Je pense que le désir du titre mondial et la façon dont je vois le surf compétitif ont tous deux changé. Cette affirmation est tellement vraie. À l’époque, j’étais si jeune et mal préparé, mentalement, et ce n’était pas quelque chose pour lequel j’étais prêt. Je ne voulais pas m’engager quand je ne savais pas qui j’étais. En 2016, quand je suis sorti et que j’ai dit que je voulais un titre mondial, c’est à ce moment-là que j’étais prêt. Tous ceux qui me connaissent ont vu les changements que j’ai faits depuis ce temps. C’est à ce moment que j’ai amené Glenn, et tout a changé. Je n’ai jamais considéré le surf compétitif comme quelque chose que j’aimais vraiment – c’était juste quelque chose que je trouvais bon à un jeune âge. Maintenant, je pense que je profite pleinement de tous les aspects de mon travail, et tout le voyage de tout cela.

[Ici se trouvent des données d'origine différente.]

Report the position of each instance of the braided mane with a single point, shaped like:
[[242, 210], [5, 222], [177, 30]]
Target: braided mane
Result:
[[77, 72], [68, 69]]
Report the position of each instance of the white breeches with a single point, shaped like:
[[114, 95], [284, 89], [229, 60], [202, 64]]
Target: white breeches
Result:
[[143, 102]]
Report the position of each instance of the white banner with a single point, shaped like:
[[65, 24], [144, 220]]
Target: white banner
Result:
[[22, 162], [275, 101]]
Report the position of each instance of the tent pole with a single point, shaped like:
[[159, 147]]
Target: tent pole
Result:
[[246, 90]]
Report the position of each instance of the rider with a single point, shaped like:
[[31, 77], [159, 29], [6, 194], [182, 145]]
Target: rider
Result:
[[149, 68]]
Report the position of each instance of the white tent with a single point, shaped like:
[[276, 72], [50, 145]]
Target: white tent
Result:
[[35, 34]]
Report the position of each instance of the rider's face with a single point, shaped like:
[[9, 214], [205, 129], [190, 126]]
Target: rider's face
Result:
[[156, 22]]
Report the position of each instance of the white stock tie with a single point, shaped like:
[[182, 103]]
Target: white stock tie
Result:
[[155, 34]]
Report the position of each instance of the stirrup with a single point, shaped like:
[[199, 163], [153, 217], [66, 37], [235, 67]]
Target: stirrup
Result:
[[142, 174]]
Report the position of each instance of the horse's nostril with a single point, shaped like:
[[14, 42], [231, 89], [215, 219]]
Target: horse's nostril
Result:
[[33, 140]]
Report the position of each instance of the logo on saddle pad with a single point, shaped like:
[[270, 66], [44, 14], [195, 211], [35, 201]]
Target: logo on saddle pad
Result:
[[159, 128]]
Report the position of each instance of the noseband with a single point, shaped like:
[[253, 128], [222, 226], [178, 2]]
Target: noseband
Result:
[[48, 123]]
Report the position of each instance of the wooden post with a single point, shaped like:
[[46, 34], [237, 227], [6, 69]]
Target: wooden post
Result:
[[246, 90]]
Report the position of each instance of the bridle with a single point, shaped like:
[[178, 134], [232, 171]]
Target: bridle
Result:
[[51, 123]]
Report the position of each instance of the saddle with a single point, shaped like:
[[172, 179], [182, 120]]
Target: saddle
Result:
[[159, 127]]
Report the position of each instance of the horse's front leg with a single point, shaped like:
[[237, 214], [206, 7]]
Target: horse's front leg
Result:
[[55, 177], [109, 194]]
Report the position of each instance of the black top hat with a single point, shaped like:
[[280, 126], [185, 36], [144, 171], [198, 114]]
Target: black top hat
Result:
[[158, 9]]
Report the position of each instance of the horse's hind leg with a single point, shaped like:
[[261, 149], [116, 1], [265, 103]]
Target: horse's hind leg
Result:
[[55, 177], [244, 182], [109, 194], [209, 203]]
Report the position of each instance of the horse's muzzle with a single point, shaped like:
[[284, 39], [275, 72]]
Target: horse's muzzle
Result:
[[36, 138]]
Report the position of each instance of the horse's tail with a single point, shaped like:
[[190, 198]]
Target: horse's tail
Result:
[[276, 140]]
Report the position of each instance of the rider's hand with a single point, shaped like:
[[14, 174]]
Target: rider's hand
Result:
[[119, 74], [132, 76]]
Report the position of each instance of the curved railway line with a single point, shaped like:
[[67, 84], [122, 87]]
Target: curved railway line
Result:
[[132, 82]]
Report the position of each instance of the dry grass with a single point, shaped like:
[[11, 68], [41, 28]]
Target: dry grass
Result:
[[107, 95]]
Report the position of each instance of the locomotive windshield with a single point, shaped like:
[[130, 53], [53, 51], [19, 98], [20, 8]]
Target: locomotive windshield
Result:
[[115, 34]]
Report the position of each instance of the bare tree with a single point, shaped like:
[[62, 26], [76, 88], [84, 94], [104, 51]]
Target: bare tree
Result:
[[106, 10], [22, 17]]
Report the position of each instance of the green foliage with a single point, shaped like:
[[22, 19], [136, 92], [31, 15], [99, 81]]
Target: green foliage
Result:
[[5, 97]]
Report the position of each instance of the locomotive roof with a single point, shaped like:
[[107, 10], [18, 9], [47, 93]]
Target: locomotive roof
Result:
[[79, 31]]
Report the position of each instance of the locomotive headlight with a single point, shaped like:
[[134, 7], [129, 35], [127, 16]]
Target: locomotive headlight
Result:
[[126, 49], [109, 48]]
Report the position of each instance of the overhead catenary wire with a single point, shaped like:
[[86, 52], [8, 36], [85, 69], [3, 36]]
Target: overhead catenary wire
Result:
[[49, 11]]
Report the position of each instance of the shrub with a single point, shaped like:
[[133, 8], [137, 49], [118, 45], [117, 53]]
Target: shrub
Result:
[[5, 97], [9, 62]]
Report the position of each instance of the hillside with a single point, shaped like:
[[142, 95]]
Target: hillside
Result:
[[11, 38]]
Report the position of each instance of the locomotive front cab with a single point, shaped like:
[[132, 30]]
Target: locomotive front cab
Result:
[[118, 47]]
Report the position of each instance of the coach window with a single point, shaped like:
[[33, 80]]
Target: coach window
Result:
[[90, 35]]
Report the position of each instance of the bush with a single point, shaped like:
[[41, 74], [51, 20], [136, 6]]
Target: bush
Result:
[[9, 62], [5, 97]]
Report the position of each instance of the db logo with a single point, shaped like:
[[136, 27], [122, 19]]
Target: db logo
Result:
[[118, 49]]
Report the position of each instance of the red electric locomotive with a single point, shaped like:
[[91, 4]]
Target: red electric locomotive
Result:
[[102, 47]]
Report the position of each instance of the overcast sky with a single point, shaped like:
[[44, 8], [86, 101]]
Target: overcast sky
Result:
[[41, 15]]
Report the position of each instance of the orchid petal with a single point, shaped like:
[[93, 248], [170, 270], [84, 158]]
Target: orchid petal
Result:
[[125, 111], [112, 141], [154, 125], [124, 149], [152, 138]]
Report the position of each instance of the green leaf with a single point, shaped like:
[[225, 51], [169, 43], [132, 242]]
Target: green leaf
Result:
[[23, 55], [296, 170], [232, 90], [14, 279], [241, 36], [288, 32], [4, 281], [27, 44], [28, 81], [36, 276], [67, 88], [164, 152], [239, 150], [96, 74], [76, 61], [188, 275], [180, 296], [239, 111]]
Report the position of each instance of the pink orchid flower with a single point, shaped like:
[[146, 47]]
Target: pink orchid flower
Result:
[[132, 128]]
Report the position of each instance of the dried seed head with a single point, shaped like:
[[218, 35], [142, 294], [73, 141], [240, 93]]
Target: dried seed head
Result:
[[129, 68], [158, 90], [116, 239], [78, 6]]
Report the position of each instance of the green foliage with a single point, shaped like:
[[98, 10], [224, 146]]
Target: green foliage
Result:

À la fois chez les hommes et chez les femmes, la compétition s’est resserrée, et maintenant, on a l’impression que le titre est le jeu de n’importe qui. Avez-vous l’impression qu’il est plus difficile de décrocher un titre mondial maintenant qu’il y a quatre ou cinq ans?

100%. Il est plus difficile chaque année d’obtenir le titre. Cette année, nous avons eu un tas de gagnants différents – Silvana Lima a remporté les Lowers, Nikki Van Dijk a remporté un événement, Sage Erickson a remporté un événement, et je me suis senti comme si tout était incroyable. Vous entendez des gens dire que ce sont toujours les mêmes cinq femmes qui dominent, mais maintenant ce sont les 17 premiers qui dominent. Je pense que c’est dur de voir qu’il est plus difficile d’obtenir un titre mondial, parce que cela signifie que le sport évolue et que nous sommes toujours sur la bonne voie.